Sales forecast: According to a November 27, 2019, report by industry leader, Deere and Company, worldwide sales of agriculture and turf equipment are forecasted to decline 5 to 10 percent for fiscal year 2020, including a negative currency-translation effect of 1 percent. Industry sales of agricultural equipment in the United States and Canada are forecasted to be down about 5 percent, driven by lower demand for large equipment. Full-year industry sales in the EU28 member nations are forecasted to flat as are South American industry sales of tractors and combines. Asian sales are forecasted to be about the same as 2019. Industry sales of turf and utility equipment in the United States and Canada are expected to be flat. Deere expects sales of its agricultural equipment to decline by 5 to 10 percent globally in 2020 because of lower demand for big machinery. “Lingering trade tensions coupled with a year of difficult growing and harvesting conditions have caused many farmers to become cautious about making major investments in new equipment,” said Chief Executive Officer John C. May.
Net farm income impacts equipment sales: Net farm income is a comprehensive indicator of U.S. farm profitability for all crops and livestock and includes cash receipts from farming as well as farm-related income, including government payments and non-cash items like changes in inventories, economic depreciation, and gross imputed rental income, minus cash expenses. As reported by the USDA at the end of November 2019, net farm income is forecasted to increase approximately $8.5 billion (10.2 percent) over 2018 to $92.5 billion driven in part by a 64 percent increase in direct government assistance. Payments from the USDA’s Market Facilitation Program are expected to surpass $19 billion, the highest level in 15 years. If estimates are correct, this could account for more than 20 percent of net farm income in 2019.

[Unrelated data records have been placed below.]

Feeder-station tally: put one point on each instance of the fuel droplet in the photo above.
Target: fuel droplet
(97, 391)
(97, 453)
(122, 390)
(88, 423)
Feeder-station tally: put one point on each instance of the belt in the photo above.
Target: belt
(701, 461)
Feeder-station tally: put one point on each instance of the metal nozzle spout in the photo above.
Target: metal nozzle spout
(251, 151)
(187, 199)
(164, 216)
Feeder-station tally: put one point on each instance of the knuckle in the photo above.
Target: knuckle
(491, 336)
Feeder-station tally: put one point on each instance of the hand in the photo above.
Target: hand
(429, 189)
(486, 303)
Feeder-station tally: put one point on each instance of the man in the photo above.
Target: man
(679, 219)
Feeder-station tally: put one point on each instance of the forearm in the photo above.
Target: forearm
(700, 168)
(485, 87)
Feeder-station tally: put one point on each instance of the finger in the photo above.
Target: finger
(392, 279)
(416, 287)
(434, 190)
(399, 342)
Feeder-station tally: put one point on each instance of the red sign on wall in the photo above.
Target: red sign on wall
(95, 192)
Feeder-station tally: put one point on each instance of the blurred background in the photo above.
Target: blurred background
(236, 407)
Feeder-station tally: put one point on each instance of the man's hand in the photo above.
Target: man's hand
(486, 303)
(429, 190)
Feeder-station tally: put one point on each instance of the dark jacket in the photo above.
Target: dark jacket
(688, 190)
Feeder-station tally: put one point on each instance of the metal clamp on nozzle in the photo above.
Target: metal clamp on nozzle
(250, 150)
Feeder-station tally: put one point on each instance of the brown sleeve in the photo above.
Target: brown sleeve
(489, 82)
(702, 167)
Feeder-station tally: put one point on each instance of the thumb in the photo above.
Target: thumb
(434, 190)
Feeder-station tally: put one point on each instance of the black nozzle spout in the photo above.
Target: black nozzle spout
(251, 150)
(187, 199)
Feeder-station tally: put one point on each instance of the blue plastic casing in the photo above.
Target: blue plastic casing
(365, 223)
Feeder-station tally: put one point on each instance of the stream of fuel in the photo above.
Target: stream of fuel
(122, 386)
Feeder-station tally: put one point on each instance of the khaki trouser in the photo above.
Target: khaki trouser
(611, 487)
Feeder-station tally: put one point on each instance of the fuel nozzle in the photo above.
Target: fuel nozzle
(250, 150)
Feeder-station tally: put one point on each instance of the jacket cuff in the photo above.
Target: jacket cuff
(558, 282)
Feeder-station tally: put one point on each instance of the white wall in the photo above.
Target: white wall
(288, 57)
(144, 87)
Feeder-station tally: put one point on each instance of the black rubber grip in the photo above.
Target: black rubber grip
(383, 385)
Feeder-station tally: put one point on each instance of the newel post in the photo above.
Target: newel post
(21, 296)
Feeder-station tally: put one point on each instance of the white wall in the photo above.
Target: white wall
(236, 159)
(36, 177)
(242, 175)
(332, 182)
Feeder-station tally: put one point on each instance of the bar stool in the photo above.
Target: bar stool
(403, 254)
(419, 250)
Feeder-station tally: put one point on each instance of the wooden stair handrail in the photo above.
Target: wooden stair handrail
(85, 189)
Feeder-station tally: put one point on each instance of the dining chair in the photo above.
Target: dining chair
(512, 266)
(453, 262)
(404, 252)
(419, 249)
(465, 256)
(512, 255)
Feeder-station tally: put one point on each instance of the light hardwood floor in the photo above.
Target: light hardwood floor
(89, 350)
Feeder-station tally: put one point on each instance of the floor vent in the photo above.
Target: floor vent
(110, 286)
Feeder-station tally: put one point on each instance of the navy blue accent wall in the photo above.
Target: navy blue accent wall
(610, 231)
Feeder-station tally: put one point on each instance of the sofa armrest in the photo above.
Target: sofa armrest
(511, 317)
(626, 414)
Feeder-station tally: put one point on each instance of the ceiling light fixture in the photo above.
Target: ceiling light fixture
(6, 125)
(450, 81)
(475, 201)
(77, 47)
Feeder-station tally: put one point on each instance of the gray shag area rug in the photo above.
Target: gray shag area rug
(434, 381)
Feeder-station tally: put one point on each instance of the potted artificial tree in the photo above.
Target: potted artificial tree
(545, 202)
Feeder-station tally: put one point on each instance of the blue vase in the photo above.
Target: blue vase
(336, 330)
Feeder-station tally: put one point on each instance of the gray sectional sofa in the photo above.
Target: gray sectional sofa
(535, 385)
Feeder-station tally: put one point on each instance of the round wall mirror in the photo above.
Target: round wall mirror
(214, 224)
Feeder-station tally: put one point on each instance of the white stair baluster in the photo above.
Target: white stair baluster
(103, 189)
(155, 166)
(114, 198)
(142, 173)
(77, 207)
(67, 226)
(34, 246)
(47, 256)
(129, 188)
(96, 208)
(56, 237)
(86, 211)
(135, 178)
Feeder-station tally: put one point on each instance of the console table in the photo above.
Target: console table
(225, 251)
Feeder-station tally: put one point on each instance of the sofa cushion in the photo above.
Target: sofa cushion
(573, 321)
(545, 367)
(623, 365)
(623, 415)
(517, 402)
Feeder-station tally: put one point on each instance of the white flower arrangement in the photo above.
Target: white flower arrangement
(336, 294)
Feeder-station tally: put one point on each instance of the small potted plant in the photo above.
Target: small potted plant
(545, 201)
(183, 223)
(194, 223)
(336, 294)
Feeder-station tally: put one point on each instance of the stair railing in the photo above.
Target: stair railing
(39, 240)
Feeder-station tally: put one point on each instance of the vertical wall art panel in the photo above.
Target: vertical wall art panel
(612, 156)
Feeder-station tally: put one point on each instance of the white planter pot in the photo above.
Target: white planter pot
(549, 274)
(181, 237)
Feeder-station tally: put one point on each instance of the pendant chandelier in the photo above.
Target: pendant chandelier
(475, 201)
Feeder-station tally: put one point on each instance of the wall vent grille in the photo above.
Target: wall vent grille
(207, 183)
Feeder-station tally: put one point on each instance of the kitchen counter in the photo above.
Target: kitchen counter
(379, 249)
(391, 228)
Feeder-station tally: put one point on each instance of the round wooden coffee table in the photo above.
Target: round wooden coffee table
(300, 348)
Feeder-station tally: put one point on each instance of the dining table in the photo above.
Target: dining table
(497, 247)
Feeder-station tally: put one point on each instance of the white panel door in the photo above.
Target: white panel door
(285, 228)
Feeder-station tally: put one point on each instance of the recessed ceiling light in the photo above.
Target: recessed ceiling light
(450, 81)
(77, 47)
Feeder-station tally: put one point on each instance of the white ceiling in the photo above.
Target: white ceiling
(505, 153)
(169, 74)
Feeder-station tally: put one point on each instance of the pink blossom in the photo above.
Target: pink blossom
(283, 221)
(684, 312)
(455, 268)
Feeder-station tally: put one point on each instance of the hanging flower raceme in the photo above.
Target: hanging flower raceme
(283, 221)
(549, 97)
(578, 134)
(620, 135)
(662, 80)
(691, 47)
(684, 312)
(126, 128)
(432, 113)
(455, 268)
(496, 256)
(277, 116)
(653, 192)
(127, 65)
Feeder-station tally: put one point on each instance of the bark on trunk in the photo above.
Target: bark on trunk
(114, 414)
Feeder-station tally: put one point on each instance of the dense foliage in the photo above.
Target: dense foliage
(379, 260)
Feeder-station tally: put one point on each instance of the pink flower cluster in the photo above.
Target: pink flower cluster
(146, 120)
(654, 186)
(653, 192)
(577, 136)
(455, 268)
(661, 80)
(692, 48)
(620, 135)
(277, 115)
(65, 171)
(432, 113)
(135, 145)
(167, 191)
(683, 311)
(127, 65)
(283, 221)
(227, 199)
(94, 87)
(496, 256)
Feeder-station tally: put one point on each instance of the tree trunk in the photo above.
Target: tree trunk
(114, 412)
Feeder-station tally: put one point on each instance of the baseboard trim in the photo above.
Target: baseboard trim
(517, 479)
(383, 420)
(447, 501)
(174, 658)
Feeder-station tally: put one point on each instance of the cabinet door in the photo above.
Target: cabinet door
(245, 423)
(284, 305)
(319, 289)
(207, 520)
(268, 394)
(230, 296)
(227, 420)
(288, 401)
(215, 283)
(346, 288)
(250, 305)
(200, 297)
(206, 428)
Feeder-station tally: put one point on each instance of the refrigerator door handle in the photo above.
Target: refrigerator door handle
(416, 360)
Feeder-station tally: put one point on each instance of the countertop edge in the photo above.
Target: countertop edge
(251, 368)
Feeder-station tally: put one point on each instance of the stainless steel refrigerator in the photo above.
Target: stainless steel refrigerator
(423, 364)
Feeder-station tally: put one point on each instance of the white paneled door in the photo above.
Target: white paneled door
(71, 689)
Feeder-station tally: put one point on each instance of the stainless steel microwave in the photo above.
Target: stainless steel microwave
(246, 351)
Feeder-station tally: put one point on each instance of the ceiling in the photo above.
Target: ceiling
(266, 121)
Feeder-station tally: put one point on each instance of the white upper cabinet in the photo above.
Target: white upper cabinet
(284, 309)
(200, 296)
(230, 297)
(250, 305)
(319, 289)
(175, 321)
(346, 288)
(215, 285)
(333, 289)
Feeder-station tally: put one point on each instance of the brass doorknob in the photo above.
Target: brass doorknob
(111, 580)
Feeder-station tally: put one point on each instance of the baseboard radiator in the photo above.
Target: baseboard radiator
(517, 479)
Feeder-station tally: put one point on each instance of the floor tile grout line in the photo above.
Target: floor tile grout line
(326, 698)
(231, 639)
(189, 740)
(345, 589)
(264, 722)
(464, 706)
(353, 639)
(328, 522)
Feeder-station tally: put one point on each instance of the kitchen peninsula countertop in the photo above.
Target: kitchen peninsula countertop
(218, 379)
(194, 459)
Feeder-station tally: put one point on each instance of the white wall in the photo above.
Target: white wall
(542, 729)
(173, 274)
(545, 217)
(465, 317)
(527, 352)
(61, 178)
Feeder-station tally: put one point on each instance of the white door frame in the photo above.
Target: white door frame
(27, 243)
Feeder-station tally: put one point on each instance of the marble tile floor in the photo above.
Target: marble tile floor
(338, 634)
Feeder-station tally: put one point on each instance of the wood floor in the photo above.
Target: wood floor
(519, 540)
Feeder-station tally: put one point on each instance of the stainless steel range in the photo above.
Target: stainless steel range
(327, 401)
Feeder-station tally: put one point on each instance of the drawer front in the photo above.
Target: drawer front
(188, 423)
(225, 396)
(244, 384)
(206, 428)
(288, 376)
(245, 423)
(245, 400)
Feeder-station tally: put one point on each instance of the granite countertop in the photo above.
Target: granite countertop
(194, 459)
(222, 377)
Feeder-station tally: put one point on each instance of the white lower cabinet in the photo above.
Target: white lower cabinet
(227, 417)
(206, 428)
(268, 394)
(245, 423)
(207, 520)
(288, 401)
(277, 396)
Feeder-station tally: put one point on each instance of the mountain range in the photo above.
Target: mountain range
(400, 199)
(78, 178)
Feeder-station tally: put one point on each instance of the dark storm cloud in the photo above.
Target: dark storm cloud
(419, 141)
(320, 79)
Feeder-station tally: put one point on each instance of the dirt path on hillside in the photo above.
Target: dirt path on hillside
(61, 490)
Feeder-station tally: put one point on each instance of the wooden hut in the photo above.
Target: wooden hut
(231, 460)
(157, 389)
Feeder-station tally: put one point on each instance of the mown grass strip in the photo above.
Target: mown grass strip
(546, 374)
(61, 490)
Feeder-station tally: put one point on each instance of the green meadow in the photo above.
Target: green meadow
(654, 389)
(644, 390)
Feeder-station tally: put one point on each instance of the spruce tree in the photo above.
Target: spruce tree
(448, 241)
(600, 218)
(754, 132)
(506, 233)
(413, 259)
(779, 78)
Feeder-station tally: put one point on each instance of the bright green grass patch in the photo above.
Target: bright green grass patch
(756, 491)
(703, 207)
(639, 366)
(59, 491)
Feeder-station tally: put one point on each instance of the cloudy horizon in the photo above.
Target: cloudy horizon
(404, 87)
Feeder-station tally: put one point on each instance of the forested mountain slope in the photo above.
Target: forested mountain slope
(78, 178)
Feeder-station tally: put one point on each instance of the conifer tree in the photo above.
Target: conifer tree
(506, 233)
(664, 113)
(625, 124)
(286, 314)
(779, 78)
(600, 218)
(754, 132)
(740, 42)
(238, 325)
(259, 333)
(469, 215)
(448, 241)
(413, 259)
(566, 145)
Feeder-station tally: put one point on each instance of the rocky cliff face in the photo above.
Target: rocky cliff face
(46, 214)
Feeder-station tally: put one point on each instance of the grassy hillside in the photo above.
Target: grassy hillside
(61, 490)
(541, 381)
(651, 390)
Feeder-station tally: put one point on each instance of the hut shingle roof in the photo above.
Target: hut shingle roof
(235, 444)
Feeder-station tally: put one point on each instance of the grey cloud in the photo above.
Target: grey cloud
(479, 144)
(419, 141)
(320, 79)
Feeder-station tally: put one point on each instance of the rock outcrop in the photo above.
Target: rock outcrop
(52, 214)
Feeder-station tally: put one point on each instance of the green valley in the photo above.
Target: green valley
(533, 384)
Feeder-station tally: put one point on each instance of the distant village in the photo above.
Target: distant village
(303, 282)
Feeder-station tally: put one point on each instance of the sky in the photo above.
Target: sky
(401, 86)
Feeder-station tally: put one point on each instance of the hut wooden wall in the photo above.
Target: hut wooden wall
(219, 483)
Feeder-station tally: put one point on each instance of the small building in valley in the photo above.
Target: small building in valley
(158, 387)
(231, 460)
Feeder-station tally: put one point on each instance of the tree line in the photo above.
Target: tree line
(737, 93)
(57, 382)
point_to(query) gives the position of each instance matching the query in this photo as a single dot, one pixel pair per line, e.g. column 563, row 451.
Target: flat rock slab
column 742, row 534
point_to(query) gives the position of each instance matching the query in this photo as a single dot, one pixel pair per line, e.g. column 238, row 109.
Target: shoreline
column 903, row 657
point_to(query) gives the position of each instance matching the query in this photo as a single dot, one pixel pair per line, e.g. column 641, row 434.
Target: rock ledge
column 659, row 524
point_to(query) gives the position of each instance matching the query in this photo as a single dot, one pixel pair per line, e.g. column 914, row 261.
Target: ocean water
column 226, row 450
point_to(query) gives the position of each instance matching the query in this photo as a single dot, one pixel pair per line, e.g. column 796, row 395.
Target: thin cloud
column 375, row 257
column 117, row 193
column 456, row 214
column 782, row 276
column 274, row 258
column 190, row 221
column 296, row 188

Farmers’ ability and willingness to purchase new tractors or combines is heavily influenced by net income. Net farm income is dependent on a combination of the price for goods produced and the cost of production. These variables include, but are not limited to, grain commodity prices, milk prices, cattle prices, cost of feed, cost of fuel, cost of fertilizer, and other factors. Farmers will have a negative outlook and less of a willingness to purchase new assets when commodity prices are falling and/or production costs are increasing, resulting in lower net operating income, translating to less buying power. Over the course of the past 25 years, not only do net farm income increases and decreases correlate with the decline and rise in new and used equipment sales, but they also correlate with the recovery value of used equipment. Gordon Brothers maintains the largest database of used equipment transactions in the industry and a review of the past 20 years of data of large equipment transactions indicates that used equipment prices, as a percentage of replacement cost, also rise at times of increased net farm income.